Giving her personal view of Channel 4's role as broadcaster, Culture Secretary Tessa Jowell said: "To make entertainment out of racism is disgusting."
Yet Shetty herself has told housemates she does not believe the attacks on her are racially motivated.
And among the thousands of viewers who have emailed the BBC website, many said they thought the comments - before Jade made her poppadom remark - reflected ignorance rather than racism. So where does one end and the other begin?
In the eyes of the law, Shetty would have a case to make under race legislation, says solicitor Chris Boothman, an expert on race law.
He believes the complaints are not yet serious enough to warrant a criminal prosecution, which requires harassment over a long period, but he believes Shetty could have a case to pursue in the civil courts.
"If I was advising her I would advise to sue Channel 4 under the Race Relations Act.
"The major area of risk for Channel 4 is that they have done little or nothing to intervene or try to stop this behaviour.
They have a responsibility to intervene."
Other leading lawyers have said Shetty would also have a case to make under employment legislation, as a "worker" of Channel 4.
Before Goody made her remarks on Thursday, Channel 4 said there had been no overt racial abuse, and
unambiguous racist behaviour would not be tolerated.
But many commentators believe race has played a part. Sarfraz Manzoor, a British broadcaster of Pakistani origin, says he initially believed it was a "clash of culture and a clash of class" but changed his mind after a few days of viewing.
"It's too easy to say that if Shilpa Shetty was pink or blue or green she'd be getting the same treatment - I don't think that's true."
Liz Carnell of the Bullying Online charity says: "I don't think that the remarks would have been made to someone from a white background. I think they have been made because of her culture."
The subject has gripped the media
But what constitutes racism can be a matter of interpretation and others have been more cautious in their assessment.
Before the language used in the Big Brother house escalated on Thursday night, Sunny Hundal, who edits the Asians in Media website, offered some comfort to Goody, saying he believed she had been misquoted.

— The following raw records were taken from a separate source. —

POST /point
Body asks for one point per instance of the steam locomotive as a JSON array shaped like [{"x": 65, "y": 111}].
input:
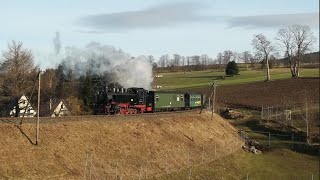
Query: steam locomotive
[{"x": 115, "y": 99}]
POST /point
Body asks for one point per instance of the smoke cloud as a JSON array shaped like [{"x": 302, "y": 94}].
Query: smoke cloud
[
  {"x": 114, "y": 64},
  {"x": 57, "y": 43}
]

"She is quoted as telling Shilpa Shetty to 'go back to the slums', referring to India as a slum. I think she actually said 'go to the slums', referring to her own upbringing.
"Of course, if she was referring to India as a slum, then that would certainly be a racial slur."

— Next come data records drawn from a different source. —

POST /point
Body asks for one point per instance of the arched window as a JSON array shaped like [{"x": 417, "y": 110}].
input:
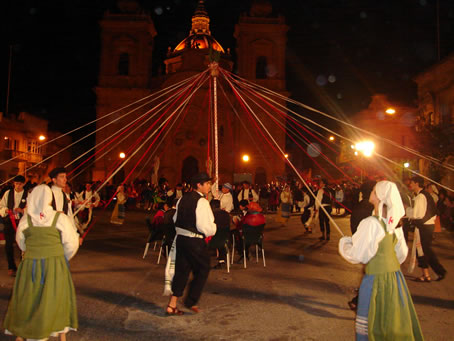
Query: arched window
[
  {"x": 260, "y": 68},
  {"x": 123, "y": 64}
]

But some viewers told the BBC Goody had said "go back to the slums" on a separate occasion.
Mr Hundal said Lloyd and O'Meara had made racist statements. A short transcript of an exchange which features foul language appears below.

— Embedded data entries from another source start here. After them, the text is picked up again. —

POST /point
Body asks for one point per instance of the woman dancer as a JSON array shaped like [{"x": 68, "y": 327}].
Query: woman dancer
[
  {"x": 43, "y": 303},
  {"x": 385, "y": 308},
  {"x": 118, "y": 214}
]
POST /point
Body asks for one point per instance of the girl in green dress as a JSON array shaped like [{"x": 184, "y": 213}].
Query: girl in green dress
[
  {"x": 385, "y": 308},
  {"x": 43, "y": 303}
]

O'Meara declared Indians were thin because they undercooked chicken.
And Lloyd said Shetty should "fuck off home" and could not speak English properly.
Protests were sparked in India
"I think it would become racist if they were to be disparaging of Shilpa Shetty because of her being Asian or being Indian or coming from a Third World country, and saying 'you are Indian therefore your are not as important'. That would be racist," says Mr Hundal.
"Jade hasn't said anything along those lines. But I believe the other two have."
People in Mumbai, Shetty's home city, were asked by BBC Radio Five Live whether they thought she was a victim of racist bullying and some said they thought it nasty without being racist.
When Goody was called into the house's diary room to explain her latest comments, Goody said: "She is Indian so will have an Indian name."
Shortly afterwards, Shetty told housemates: "When I actually thought about it, I know it's not a racist thing... people say things in anger."
She does not know all that has been said behind her back, but Goody later told her she had called her "Shilpa Poppadom" and the two women hugged in a gesture which suggested a truce.